[edit]
Prediction from compression for models with infinite memory, with applications to hidden Markov and renewal processes
Proceedings of Thirty Seventh Conference on Learning Theory, PMLR 247:2270-2307, 2024.
Abstract
Consider the problem of predicting the next symbol given a sample path of length $n$, whose joint distribution belongs to a distribution class that may have long-term memory. The goal is to compete with the conditional predictor that knows the true model. For both hidden Markov models (HMMs) and renewal processes, we determine the optimal prediction risk in Kullback-Leibler divergence up to universal constant factors.

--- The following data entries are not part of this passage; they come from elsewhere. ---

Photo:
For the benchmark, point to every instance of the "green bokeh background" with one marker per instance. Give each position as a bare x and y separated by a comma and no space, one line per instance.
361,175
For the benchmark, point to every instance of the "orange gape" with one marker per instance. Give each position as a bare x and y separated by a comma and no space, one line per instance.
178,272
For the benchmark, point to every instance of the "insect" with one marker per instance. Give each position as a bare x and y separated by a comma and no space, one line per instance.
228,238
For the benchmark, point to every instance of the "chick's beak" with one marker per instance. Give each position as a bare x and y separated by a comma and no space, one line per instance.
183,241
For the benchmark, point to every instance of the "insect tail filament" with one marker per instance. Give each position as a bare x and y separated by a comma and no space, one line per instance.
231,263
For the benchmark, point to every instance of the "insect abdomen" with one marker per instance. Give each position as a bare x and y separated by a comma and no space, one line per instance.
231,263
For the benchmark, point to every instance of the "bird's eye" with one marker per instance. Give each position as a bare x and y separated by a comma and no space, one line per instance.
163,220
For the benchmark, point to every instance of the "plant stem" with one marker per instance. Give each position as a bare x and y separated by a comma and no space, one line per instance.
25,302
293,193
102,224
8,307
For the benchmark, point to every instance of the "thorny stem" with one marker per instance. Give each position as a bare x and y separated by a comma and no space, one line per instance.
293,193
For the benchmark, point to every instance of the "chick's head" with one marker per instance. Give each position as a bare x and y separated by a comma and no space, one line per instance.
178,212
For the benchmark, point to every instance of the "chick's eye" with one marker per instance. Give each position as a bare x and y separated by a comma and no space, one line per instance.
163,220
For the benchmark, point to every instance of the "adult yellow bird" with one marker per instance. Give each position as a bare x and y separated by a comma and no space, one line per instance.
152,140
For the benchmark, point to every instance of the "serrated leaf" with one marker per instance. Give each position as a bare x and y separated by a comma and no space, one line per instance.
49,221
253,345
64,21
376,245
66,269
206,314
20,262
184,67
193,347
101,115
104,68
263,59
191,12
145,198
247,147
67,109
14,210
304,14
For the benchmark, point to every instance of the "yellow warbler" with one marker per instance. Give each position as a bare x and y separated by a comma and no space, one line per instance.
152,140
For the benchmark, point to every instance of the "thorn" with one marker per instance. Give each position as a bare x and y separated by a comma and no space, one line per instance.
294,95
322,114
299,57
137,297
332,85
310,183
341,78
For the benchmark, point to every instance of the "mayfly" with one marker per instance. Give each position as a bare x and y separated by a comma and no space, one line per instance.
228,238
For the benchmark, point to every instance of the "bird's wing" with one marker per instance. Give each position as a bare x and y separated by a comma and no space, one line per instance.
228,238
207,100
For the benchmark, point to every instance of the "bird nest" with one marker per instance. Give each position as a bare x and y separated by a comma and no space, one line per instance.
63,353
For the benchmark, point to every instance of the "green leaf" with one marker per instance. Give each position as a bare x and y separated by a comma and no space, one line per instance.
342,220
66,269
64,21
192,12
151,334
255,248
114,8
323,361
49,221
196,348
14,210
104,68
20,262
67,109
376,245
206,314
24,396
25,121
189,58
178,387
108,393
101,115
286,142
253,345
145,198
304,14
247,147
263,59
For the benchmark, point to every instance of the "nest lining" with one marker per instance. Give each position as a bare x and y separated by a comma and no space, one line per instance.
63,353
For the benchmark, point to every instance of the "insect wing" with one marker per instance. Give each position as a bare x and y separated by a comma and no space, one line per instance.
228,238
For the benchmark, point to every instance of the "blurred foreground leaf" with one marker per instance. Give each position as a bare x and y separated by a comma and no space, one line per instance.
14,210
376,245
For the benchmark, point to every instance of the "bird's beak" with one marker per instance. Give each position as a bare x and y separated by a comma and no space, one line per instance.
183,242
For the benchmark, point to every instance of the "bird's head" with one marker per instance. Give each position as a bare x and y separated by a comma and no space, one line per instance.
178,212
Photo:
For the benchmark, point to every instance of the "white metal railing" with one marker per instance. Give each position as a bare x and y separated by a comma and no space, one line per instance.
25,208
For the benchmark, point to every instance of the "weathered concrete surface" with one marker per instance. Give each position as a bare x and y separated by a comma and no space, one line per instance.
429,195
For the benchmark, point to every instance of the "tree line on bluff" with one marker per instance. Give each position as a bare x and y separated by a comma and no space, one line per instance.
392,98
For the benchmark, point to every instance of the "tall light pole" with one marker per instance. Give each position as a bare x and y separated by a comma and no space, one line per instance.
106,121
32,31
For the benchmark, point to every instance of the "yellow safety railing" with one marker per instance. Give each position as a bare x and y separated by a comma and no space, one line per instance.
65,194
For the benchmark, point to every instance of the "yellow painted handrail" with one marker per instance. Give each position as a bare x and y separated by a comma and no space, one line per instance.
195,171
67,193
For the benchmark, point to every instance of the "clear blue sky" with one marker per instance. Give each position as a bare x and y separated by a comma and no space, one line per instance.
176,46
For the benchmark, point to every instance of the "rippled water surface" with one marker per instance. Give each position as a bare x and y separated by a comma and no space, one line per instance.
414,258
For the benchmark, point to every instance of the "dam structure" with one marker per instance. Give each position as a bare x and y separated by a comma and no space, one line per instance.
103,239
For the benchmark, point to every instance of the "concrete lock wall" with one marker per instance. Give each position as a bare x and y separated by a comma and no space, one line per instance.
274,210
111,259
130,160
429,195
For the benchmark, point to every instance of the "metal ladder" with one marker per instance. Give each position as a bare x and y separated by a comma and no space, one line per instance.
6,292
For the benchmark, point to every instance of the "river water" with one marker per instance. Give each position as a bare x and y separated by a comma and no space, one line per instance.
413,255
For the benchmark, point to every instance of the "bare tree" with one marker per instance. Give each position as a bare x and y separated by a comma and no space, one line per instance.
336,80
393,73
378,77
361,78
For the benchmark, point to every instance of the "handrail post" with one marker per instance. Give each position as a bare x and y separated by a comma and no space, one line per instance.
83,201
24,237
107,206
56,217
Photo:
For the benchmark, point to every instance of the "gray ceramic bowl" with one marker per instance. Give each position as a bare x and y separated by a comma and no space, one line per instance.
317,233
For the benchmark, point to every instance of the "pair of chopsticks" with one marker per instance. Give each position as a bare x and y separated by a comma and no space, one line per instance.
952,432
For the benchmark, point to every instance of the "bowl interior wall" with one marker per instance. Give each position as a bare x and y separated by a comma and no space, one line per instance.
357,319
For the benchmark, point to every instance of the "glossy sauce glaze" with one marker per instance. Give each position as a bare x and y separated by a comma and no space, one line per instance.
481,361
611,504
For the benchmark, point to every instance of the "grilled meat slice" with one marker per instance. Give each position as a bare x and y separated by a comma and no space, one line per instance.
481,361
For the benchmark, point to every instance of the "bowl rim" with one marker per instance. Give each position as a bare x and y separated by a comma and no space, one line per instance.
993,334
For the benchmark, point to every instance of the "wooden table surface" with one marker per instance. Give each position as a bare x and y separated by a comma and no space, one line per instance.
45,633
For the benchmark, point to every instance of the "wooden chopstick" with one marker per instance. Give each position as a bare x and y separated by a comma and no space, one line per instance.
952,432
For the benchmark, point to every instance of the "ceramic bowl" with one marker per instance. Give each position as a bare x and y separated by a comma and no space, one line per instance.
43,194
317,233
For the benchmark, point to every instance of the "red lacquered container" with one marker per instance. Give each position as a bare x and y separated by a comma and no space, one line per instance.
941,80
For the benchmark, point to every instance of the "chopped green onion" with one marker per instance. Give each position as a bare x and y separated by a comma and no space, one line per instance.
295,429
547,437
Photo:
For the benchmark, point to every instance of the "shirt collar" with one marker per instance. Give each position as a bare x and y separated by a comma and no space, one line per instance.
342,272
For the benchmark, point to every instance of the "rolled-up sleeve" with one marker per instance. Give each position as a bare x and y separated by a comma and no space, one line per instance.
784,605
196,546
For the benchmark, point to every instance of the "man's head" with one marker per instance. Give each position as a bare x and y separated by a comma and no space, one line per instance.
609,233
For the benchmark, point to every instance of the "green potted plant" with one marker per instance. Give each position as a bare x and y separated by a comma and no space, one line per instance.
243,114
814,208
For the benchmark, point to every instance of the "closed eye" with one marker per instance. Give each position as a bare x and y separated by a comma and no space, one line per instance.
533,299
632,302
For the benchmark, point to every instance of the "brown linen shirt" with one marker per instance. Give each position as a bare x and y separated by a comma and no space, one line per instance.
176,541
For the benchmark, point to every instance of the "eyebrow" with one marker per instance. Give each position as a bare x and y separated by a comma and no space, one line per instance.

Extending existing results in finite-order Markov models (Han et al. (2023)) and drawing ideas from universal compression, the proposed estimator has a prediction risk bounded by redundancy of the distribution class and a memory term that accounts for the long-range dependency of the model. Notably, for HMMs with bounded state and observation spaces, a polynomial-time estimator based on dynamic programming is shown to achieve the optimal prediction risk $\Theta(\frac{\log n}{n})$; prior to this work, the only known result of this type is $O(\frac{1}{\log n})$ obtained using Markov approximation (Sharan et al. (2018)). Matching minimax lower bounds are obtained by making connections to redundancy and mutual information via a reduction argument.